You already know how important it is to prepare for a job interview. When the big day comes, you’ve probably done your research about the company, prepared the right questions and printed copies of your resume (you followed this checklist, after all).
But what you perhaps haven’t thought about is the physical preparation. And in order to make a great first impression, this is arguably as important as the mental side. Calming our nerves, relaxing our bodies and preventing stress are all necessary for nailing the interview.
Here are a few unexpected ways to prepare for your interview:
This is such an effective way to increase your alertness. You don’t need to do a full workout or even work up a sweat in order to boost the blood flow to your brain. Try doing 10 pushups (or as many as you can), some light stretching or going for a 30-minute walk the morning of your interview.
2. Deep breathing
One way to significantly calm the mind is to practice deep breathing. This is great news, because you can instantly feel better in a matter of minutes, with a simple technique! Try this an hour before your interview: take a deep breath for four counts, holding for eight counts and exhaling for seven counts before repeating 4-5 times. Here are a few more short exercises to help you relax in 10 minutes or less.
3. Rest up
This may be a given, but many people don’t realize the connection between sleep and performance. When you get a full night of sound sleep, you’re far more likely to feel alert the next day, increase productivity and give your best impression during an interview. The day before your interview, be sure to eat well and drink water (dehydration can lead to tiredness), after your prepare for the meeting try to relax and practice your deep breathing techniques at night, and then get to bed early.
4. Listen to music or an inspiring talk
Audio can have a powerful effect on your alertness and mood.

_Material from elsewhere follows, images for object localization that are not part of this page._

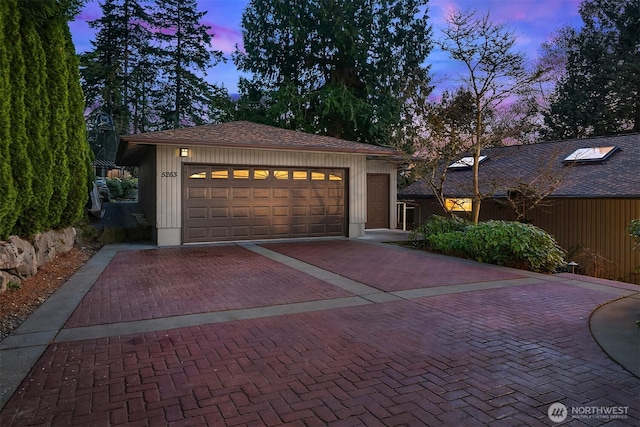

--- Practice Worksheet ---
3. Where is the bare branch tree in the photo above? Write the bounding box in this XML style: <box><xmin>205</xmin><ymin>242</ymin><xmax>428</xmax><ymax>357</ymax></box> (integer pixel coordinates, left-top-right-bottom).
<box><xmin>503</xmin><ymin>148</ymin><xmax>573</xmax><ymax>221</ymax></box>
<box><xmin>408</xmin><ymin>88</ymin><xmax>475</xmax><ymax>215</ymax></box>
<box><xmin>438</xmin><ymin>9</ymin><xmax>545</xmax><ymax>223</ymax></box>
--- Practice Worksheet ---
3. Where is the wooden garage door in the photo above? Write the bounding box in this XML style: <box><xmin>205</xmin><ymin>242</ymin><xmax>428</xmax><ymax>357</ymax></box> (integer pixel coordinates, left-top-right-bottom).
<box><xmin>183</xmin><ymin>165</ymin><xmax>346</xmax><ymax>243</ymax></box>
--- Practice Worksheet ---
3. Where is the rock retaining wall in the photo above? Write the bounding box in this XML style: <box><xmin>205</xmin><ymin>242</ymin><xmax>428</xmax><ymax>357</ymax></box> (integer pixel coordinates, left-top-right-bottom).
<box><xmin>0</xmin><ymin>228</ymin><xmax>76</xmax><ymax>293</ymax></box>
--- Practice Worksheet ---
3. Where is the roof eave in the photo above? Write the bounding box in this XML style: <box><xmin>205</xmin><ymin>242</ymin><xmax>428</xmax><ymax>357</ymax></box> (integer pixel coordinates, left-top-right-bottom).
<box><xmin>118</xmin><ymin>138</ymin><xmax>400</xmax><ymax>162</ymax></box>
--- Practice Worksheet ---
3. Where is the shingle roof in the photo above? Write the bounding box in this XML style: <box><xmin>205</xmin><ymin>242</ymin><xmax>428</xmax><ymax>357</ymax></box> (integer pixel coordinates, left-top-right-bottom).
<box><xmin>400</xmin><ymin>133</ymin><xmax>640</xmax><ymax>199</ymax></box>
<box><xmin>117</xmin><ymin>121</ymin><xmax>400</xmax><ymax>165</ymax></box>
<box><xmin>92</xmin><ymin>159</ymin><xmax>119</xmax><ymax>169</ymax></box>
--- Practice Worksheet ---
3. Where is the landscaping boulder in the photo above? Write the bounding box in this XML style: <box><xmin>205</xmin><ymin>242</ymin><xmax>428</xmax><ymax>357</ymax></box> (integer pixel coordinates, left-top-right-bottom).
<box><xmin>32</xmin><ymin>228</ymin><xmax>76</xmax><ymax>267</ymax></box>
<box><xmin>0</xmin><ymin>240</ymin><xmax>19</xmax><ymax>271</ymax></box>
<box><xmin>0</xmin><ymin>270</ymin><xmax>21</xmax><ymax>293</ymax></box>
<box><xmin>0</xmin><ymin>228</ymin><xmax>77</xmax><ymax>292</ymax></box>
<box><xmin>5</xmin><ymin>236</ymin><xmax>37</xmax><ymax>277</ymax></box>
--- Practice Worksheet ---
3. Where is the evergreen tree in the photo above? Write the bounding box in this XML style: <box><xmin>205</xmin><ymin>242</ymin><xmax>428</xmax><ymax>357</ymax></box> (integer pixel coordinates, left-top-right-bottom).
<box><xmin>235</xmin><ymin>0</ymin><xmax>433</xmax><ymax>146</ymax></box>
<box><xmin>151</xmin><ymin>0</ymin><xmax>224</xmax><ymax>129</ymax></box>
<box><xmin>6</xmin><ymin>0</ymin><xmax>33</xmax><ymax>236</ymax></box>
<box><xmin>40</xmin><ymin>16</ymin><xmax>71</xmax><ymax>227</ymax></box>
<box><xmin>16</xmin><ymin>6</ymin><xmax>53</xmax><ymax>234</ymax></box>
<box><xmin>62</xmin><ymin>25</ymin><xmax>92</xmax><ymax>226</ymax></box>
<box><xmin>0</xmin><ymin>0</ymin><xmax>18</xmax><ymax>239</ymax></box>
<box><xmin>543</xmin><ymin>0</ymin><xmax>640</xmax><ymax>139</ymax></box>
<box><xmin>0</xmin><ymin>0</ymin><xmax>89</xmax><ymax>237</ymax></box>
<box><xmin>127</xmin><ymin>20</ymin><xmax>158</xmax><ymax>133</ymax></box>
<box><xmin>80</xmin><ymin>0</ymin><xmax>153</xmax><ymax>138</ymax></box>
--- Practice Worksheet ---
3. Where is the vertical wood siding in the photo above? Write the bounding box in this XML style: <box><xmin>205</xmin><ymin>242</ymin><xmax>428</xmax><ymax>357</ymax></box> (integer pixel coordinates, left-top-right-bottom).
<box><xmin>137</xmin><ymin>147</ymin><xmax>156</xmax><ymax>227</ymax></box>
<box><xmin>406</xmin><ymin>197</ymin><xmax>640</xmax><ymax>283</ymax></box>
<box><xmin>155</xmin><ymin>145</ymin><xmax>388</xmax><ymax>236</ymax></box>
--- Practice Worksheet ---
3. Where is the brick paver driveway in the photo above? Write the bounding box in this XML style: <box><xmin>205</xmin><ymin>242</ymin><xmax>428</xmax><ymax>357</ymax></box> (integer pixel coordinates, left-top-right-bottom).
<box><xmin>1</xmin><ymin>240</ymin><xmax>638</xmax><ymax>426</ymax></box>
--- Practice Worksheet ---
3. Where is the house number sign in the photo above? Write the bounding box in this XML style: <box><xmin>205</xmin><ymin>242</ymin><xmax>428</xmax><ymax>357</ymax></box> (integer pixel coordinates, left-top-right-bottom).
<box><xmin>161</xmin><ymin>171</ymin><xmax>177</xmax><ymax>178</ymax></box>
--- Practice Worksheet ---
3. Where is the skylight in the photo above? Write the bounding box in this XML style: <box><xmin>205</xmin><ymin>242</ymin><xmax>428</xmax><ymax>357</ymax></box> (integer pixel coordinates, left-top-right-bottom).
<box><xmin>563</xmin><ymin>146</ymin><xmax>619</xmax><ymax>164</ymax></box>
<box><xmin>449</xmin><ymin>155</ymin><xmax>487</xmax><ymax>169</ymax></box>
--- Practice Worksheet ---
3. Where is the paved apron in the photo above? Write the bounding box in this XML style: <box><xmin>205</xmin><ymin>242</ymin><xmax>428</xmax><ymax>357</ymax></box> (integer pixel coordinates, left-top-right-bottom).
<box><xmin>1</xmin><ymin>239</ymin><xmax>638</xmax><ymax>426</ymax></box>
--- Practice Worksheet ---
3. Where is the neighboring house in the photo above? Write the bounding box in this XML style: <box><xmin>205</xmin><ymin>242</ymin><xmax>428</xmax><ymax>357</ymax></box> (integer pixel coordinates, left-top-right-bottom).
<box><xmin>92</xmin><ymin>159</ymin><xmax>124</xmax><ymax>178</ymax></box>
<box><xmin>116</xmin><ymin>121</ymin><xmax>400</xmax><ymax>246</ymax></box>
<box><xmin>400</xmin><ymin>133</ymin><xmax>640</xmax><ymax>283</ymax></box>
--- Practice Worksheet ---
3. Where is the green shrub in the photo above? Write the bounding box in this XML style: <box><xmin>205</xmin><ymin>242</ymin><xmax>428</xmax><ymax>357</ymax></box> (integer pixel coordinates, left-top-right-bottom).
<box><xmin>120</xmin><ymin>178</ymin><xmax>137</xmax><ymax>198</ymax></box>
<box><xmin>106</xmin><ymin>178</ymin><xmax>123</xmax><ymax>198</ymax></box>
<box><xmin>106</xmin><ymin>177</ymin><xmax>137</xmax><ymax>200</ymax></box>
<box><xmin>410</xmin><ymin>215</ymin><xmax>469</xmax><ymax>248</ymax></box>
<box><xmin>629</xmin><ymin>219</ymin><xmax>640</xmax><ymax>249</ymax></box>
<box><xmin>411</xmin><ymin>218</ymin><xmax>566</xmax><ymax>273</ymax></box>
<box><xmin>462</xmin><ymin>221</ymin><xmax>566</xmax><ymax>272</ymax></box>
<box><xmin>426</xmin><ymin>231</ymin><xmax>466</xmax><ymax>256</ymax></box>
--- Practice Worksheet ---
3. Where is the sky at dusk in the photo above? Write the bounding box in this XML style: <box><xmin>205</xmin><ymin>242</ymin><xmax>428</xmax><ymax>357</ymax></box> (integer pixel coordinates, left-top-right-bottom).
<box><xmin>69</xmin><ymin>0</ymin><xmax>584</xmax><ymax>95</ymax></box>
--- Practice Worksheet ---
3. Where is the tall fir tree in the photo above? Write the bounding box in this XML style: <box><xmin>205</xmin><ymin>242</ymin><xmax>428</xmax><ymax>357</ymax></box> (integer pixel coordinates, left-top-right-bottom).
<box><xmin>235</xmin><ymin>0</ymin><xmax>433</xmax><ymax>146</ymax></box>
<box><xmin>128</xmin><ymin>35</ymin><xmax>158</xmax><ymax>133</ymax></box>
<box><xmin>80</xmin><ymin>0</ymin><xmax>153</xmax><ymax>138</ymax></box>
<box><xmin>0</xmin><ymin>0</ymin><xmax>18</xmax><ymax>239</ymax></box>
<box><xmin>151</xmin><ymin>0</ymin><xmax>224</xmax><ymax>129</ymax></box>
<box><xmin>542</xmin><ymin>0</ymin><xmax>640</xmax><ymax>139</ymax></box>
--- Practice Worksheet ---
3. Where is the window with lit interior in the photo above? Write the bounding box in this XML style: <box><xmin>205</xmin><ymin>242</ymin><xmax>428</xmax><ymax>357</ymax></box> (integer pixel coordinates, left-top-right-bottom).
<box><xmin>445</xmin><ymin>198</ymin><xmax>472</xmax><ymax>212</ymax></box>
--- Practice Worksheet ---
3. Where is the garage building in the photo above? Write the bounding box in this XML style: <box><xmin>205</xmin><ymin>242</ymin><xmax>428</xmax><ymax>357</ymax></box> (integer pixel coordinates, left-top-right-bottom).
<box><xmin>116</xmin><ymin>121</ymin><xmax>401</xmax><ymax>246</ymax></box>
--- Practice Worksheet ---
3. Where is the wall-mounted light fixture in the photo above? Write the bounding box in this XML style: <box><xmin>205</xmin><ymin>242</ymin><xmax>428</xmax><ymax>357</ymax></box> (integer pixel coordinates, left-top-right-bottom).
<box><xmin>180</xmin><ymin>147</ymin><xmax>189</xmax><ymax>157</ymax></box>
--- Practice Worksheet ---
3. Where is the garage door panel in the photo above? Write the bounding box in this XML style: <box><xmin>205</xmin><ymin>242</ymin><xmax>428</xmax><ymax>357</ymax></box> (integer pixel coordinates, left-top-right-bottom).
<box><xmin>272</xmin><ymin>206</ymin><xmax>289</xmax><ymax>216</ymax></box>
<box><xmin>232</xmin><ymin>188</ymin><xmax>250</xmax><ymax>198</ymax></box>
<box><xmin>326</xmin><ymin>205</ymin><xmax>343</xmax><ymax>215</ymax></box>
<box><xmin>291</xmin><ymin>224</ymin><xmax>308</xmax><ymax>234</ymax></box>
<box><xmin>253</xmin><ymin>188</ymin><xmax>270</xmax><ymax>198</ymax></box>
<box><xmin>292</xmin><ymin>206</ymin><xmax>308</xmax><ymax>216</ymax></box>
<box><xmin>210</xmin><ymin>227</ymin><xmax>229</xmax><ymax>238</ymax></box>
<box><xmin>231</xmin><ymin>226</ymin><xmax>250</xmax><ymax>238</ymax></box>
<box><xmin>183</xmin><ymin>166</ymin><xmax>346</xmax><ymax>242</ymax></box>
<box><xmin>187</xmin><ymin>207</ymin><xmax>208</xmax><ymax>219</ymax></box>
<box><xmin>252</xmin><ymin>226</ymin><xmax>270</xmax><ymax>237</ymax></box>
<box><xmin>186</xmin><ymin>227</ymin><xmax>207</xmax><ymax>240</ymax></box>
<box><xmin>273</xmin><ymin>188</ymin><xmax>290</xmax><ymax>198</ymax></box>
<box><xmin>292</xmin><ymin>188</ymin><xmax>309</xmax><ymax>198</ymax></box>
<box><xmin>232</xmin><ymin>207</ymin><xmax>250</xmax><ymax>218</ymax></box>
<box><xmin>328</xmin><ymin>189</ymin><xmax>343</xmax><ymax>198</ymax></box>
<box><xmin>309</xmin><ymin>224</ymin><xmax>327</xmax><ymax>234</ymax></box>
<box><xmin>210</xmin><ymin>188</ymin><xmax>229</xmax><ymax>198</ymax></box>
<box><xmin>186</xmin><ymin>187</ymin><xmax>207</xmax><ymax>199</ymax></box>
<box><xmin>210</xmin><ymin>207</ymin><xmax>229</xmax><ymax>218</ymax></box>
<box><xmin>272</xmin><ymin>225</ymin><xmax>290</xmax><ymax>235</ymax></box>
<box><xmin>253</xmin><ymin>206</ymin><xmax>270</xmax><ymax>217</ymax></box>
<box><xmin>310</xmin><ymin>206</ymin><xmax>326</xmax><ymax>216</ymax></box>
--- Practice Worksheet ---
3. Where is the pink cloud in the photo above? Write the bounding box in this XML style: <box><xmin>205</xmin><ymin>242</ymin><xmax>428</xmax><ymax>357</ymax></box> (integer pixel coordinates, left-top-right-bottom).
<box><xmin>76</xmin><ymin>9</ymin><xmax>101</xmax><ymax>21</ymax></box>
<box><xmin>206</xmin><ymin>23</ymin><xmax>243</xmax><ymax>54</ymax></box>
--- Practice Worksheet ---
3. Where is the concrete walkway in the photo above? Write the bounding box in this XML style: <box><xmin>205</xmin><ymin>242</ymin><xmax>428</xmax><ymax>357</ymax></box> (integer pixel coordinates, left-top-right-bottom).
<box><xmin>1</xmin><ymin>236</ymin><xmax>638</xmax><ymax>426</ymax></box>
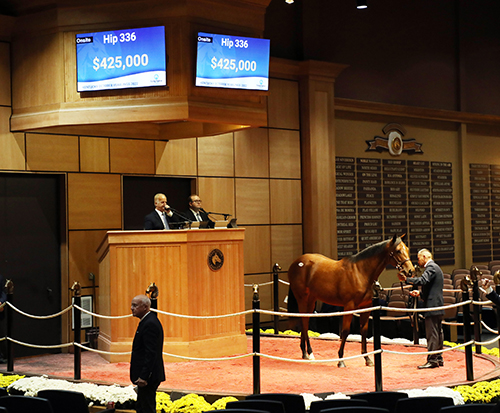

Some of us find inspiration by listening to great speeches, podcasts or TED talks, while others feel energized by listening to upbeat music. Figure out what works for you, and try it right before an interview. Once you find something that works well for your mood and energy, stick with the same process each time.
5. Practice a power pose
Speaking of inspiring TED talks, check this one out by Amy Cuddy. She’s a social psychologist whose research on body language reveals that we can change other people’s perceptions (and our own) simply by changing poses. Watch her explain how standing in a “power pose” even when we don’t feel confident, can affect the cortisol levels in our brain and impact our success. Try it right before your interview, and immediately notice a shift.
Now that you’re prepared both mentally and physically for your interview, you’ve got this! Have confidence in the fact that you’ve done the work and all that’s left to do is be yourself.